14. The High Court held that the findings of the Chief Justice were based to a considerable extent on material which was not produced before the High Court. The High Court also held that the Government had accepted the report of the Chief Justice both with regard to the guilt and punishment. The High Court held that since the report of the Chief Justice formed an integral part of the enquiry, the respondent was denied reasonable opportunity at both the stages of enquiry and punishment and, therefore, the compulsory retirement was bad.

15. On behalf of the appellant it was contended that assuming the report of the Chief Justice was taken into consideration by the Government the findings of the Chief Justice were based on evidence let in before the Enquiry Officer and not any extraneous circumstances. It was also submitted that it was open to the Government to accept or reject the recommendation of the Chief Justice on the question of punishment. The further submission was that the respondent was given a reasonable opportunity at both the stages of the enquiry and punishment, and, therefore, the order of compulsory retirement, is good.

16. In the alternative it was submitted on behalf of the appellant that the Government of its own came to the conclusion that compulsory retirement was the proper punishment, and, therefore, the Government did not act on the recommendation of the Chief Justice.

17. The report of the Chief Justice referred to the report of the Enquiring Judge. The Enquiring Judge held that charges relating to the communal bias of the respondent and charges relating to unbecoming conduct of the respondent in relation to engagement of counsel in pending cases were proved. The Chief Justice in his report said that he was flooded with complaints from lawyers, litigants and from all sides which emanated not only from the members of the Bar but also from responsible officers. The Chief Justice said in his report that on consideration of all the facts he had not the slightest doubt that in this case leniency would be misplaced and in the interest of purity of services such practices, when proved, as they have been proved, must be dealt with firmly. He, therefore, expressed the opinion that the respondent should be compulsorily retired and he concluded with the observation 'let the Government be moved accordingly'.

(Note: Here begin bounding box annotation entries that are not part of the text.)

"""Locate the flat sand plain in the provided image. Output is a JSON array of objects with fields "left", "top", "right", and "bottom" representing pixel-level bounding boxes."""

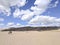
[{"left": 0, "top": 30, "right": 60, "bottom": 45}]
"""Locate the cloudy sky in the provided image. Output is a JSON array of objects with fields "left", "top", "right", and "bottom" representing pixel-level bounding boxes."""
[{"left": 0, "top": 0, "right": 60, "bottom": 28}]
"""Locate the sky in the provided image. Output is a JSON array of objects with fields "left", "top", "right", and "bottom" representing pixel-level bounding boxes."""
[{"left": 0, "top": 0, "right": 60, "bottom": 28}]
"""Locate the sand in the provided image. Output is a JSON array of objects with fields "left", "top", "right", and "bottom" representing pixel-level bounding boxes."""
[{"left": 0, "top": 31, "right": 60, "bottom": 45}]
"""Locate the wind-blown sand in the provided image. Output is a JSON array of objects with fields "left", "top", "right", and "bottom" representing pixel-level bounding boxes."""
[{"left": 0, "top": 30, "right": 60, "bottom": 45}]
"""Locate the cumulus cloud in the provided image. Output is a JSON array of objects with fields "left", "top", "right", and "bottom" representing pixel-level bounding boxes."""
[
  {"left": 6, "top": 22, "right": 21, "bottom": 28},
  {"left": 13, "top": 0, "right": 51, "bottom": 21},
  {"left": 0, "top": 18, "right": 4, "bottom": 21},
  {"left": 28, "top": 16, "right": 60, "bottom": 25},
  {"left": 0, "top": 0, "right": 26, "bottom": 16},
  {"left": 49, "top": 0, "right": 59, "bottom": 8}
]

18. Under the Rules the Government has power under Rule 12 to Impose, inter alia, the penalty of compulsory retirement after consultation with the Public Service Commission where such consultation is necessary. The Chief Justice recommended compulsory retirement. He took note of complaints received by him from lawyers and other persons. The Chief Justice took note of insubordination which charge was rejected by the Enquiry Officer. Rule 17(e) of the Rules requires that all orders of punishment shall state the grounds on which they are based and shall be communicated to the person against whom they are passed. The report of the Chief Justice was not given to the respondent. The High Court Act did not authorise the Chief Justice to send a supplementary report with his own findings. The respondent had no reasonable opportunity of making any representation against the report of the Chief Justice of the proposed punishment of compulsory retirement.

19. The High Court rightly held that the report of the Chief Justice took into consideration extraneous matters, and he was not authorised to do so under the Rules of the High Court Act. The report submitted by the Chief Justice is not the report of the Administrative Bench. The High Court rightly held that the Government accepted the Chief Justice's report and took action on it. The High Court was right in holding that the report of the Chief Justice was based to a large extent on secret information which the respondent had no opportunity of meeting. The respondent was denied the opportunity of being heard at that stage of enquiry. The respondent was denied a reasonable opportunity of making a representation against the penalty proposed by the Government.

20. For these reasons the appeal is dismissed. The respondent is entitled to costs.